Federal Investment Targets Semiconductor Supply Chain Vulnerabilities

· By Mansa Muhammad

The U.S. Department of Commerce’s CHIPS Research and Development Office has signed a definitive agreement to award $500 million to SandboxAQ. This funding aims to address acute supply chain vulnerabilities in domestic semiconductor manufacturing by developing alternative chemical formulations and advanced materials to bypass foreign chokepoints.

This award represents a shift in how the federal government structures R&D support. In a unique arrangement, the Department of Commerce will receive a minority, non-voting equity stake in the NVIDIA-backed enterprise, alongside future royalty payments from formulas licensed to industrial partners for mass production. This structure moves the government from a pure grantor to a stakeholder in the commercialization of high-assurance technology.

The technical core of this initiative relies on Large Quantitative Models (LQMs) and the ReAQT simulation platform. While standard models train on text, LQMs train directly on the fundamental laws of physics, chemistry, and biology. By using high-fidelity quantum chemistry simulations—including Density Functional Theory (DFT) and Molecular Dynamics—the platform generates its own training sets. This allows for the screening of millions of untried chemical candidates to find commercially viable alternatives, compressing materials discovery timelines from decades into weeks.

The immediate focus is the mitigation of regulatory and supply chain risks in chip fabrication.
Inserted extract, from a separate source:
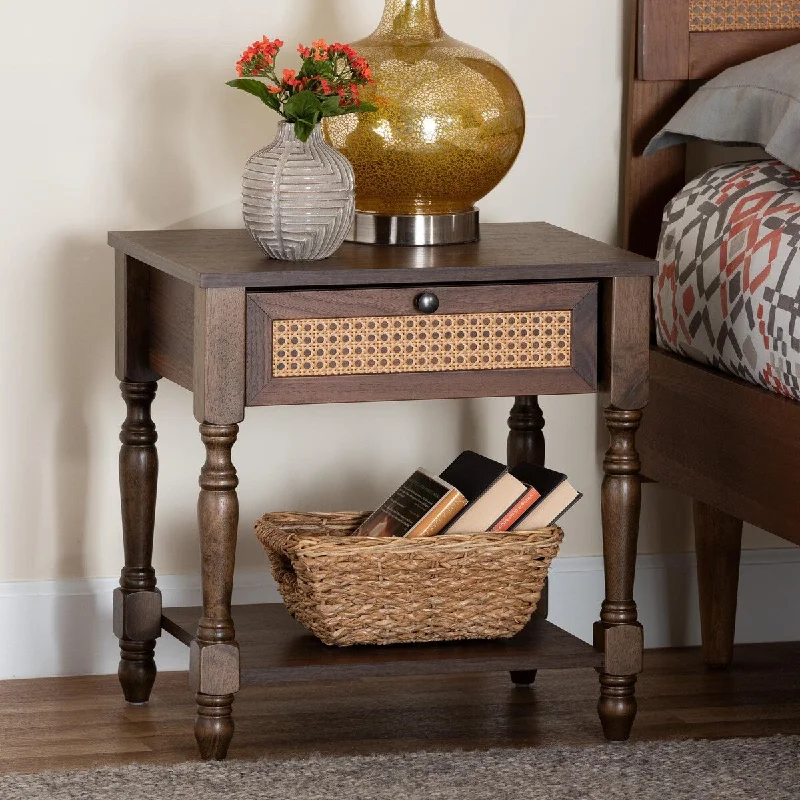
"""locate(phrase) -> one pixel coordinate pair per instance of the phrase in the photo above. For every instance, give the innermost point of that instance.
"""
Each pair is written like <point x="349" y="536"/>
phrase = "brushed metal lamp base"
<point x="422" y="230"/>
SandboxAQ will work to replace Per- and Polyfluoroalkyl substances (PFAS), or “forever chemicals,” which are used in lithography lines as lubricants, insulating coatings, and heat-transfer fluids. The project includes designing drop-in replacement fluids and developing techniques to break down legacy PFAS waste.

The firm is utilizing its AQCat workflows, which are built on 13.5 million high-fidelity simulations, to drive this process. This physics-first methodology enables automated Design-Make-Test-Learn (DMTL) loops, reducing the reliance on traditional trial-and-error laboratory experimentation.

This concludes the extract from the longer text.